Recently I attended a writing conference and I will freely admit I attended primarily because I knew my time had arrived. Yes, this time I would be discovered. My critique editor would be so impressed with my submission that she would pat the chair next to her and state, “I’ve waited all day to finally meet you. I adore this * points to my pages* and we need to talk about contracts.”
This, of course, did not happen and I doubt it will. Or if it does I hope the actual moment will not be as corny as my version.
I didn’t always used to be conference goer. I used to be a conference nayer. “Pfft–I don’t need to spend money, drive miles, and sit and listen to people who have made it. I have my books and magazines to tell me what I need to know.” That’s me turning down a suggestion to attend a SCBWI conference. My critique group sagely retorted, “You go because it’s all about networking.” And she was right. Making connections is primary, and gaining knowledge is secondary for me.
When conference invites drop into my mailbox I first check the line up–who is going to be there? Getting to hear a favorite or well-known author or to glean industry insights from a respected editor, publisher, or agent might entice me to reach for the calendar. Yet, what gets me actually going to the conference is the critique, having the opportunity to learn and to receive an assessment of my writing from an industry professional. If I can get a renowned publisher, editor, or agent to look over my work and get their attention for 12 minutes, I’m all in. Critiques range in price and my pocketbook can handle the $60 variety, which translates to roughly $5.00 a minute . I consider this a good value since I willingly pay a dollar a minute for my ten minute chair massage at the farmer’s market. Both are invigorating focused sessions, yet only one is beneficial towards my career.
Once at the conference I diligently sit through the various speakers, deftly mining worthy industry nuggets. Admittedly I’m only half tuned into the program because I keep glancing at my at my watch after continually rechecking my critique appointment slip. Bad form, really. It would be much better to relax and relish while waiting.
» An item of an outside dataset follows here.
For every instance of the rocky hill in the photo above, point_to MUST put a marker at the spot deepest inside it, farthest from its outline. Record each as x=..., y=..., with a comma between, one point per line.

This year I did do just that.
My appointment was probably the last one of the day which meant I needed to pass the time. I actually decided to really listen to the speaker presentations and not just flick through the bin of offered treasure trove of advice but to really savor the meal before me. Yes,a muddle of metaphors. As for the actual conference I had a productive meeting with a publisher of a respected, well-known publishing house. She liked my approach, style, and even appreciated my humorous bits in the manuscript. She had prepared an amazing critique page–the best organized I’ve ever received. No, she did not offer a contract. However, she did hand me her personal business card and invited me to send my proposal for another project to her directly *no slush pile*. And she said I could resubmit the piece she had critiqued. Better than six chair massages, I’d say.
So, if are on the fence about attending a writing conference I would give you a bit of a nudge and so “Zip out the credit card and go absorb and mingle and learn.”
Oh–I would appreciate some good thoughts towards the project I just emailed her. Having just received a rejection for a manuscript, I wouldn’t mind some good news around the corner.
Well that sounds promising! Sending you good thoughts. I love conferences, although I’ve never been to a writers’ conference.
Ah, Pam, first let me say I’m glad you attended a conference! I, like you, the first time I attended a conference, went with much the same intent and expectations. That was about 12 years ago. Since then I have learned that, although it’s difficult not to be hopeful, it is best not to have any expectations. Networking is truly the most important thing, in my opinion, and not just with the editors, agents and art directors, but your fellow authors.
It is rare that people get contracts through their critiques because finding the right match is so difficult. And you’re actually getting a bit more of a bargain than you calculated 🙂 That’s only for the face-to-face discussion (which is invaluable). For the $60, you got them reading and critiquing your work prior to the meeting. The meeting is just the discussion 🙂 It’s ALL good, I think. I look forward to our conferences and any event I can attend (our Craft Weekend is right around the corner 🙂 ) because there’s nothing like being around kindred spirits and anything that concerns this wonderful aspiration 🙂
Yes, yes, yes! SCBWI conferences are the best! Good luck!
I’ve never been to a writers’ conference so it was interesting to get an insider’s view point!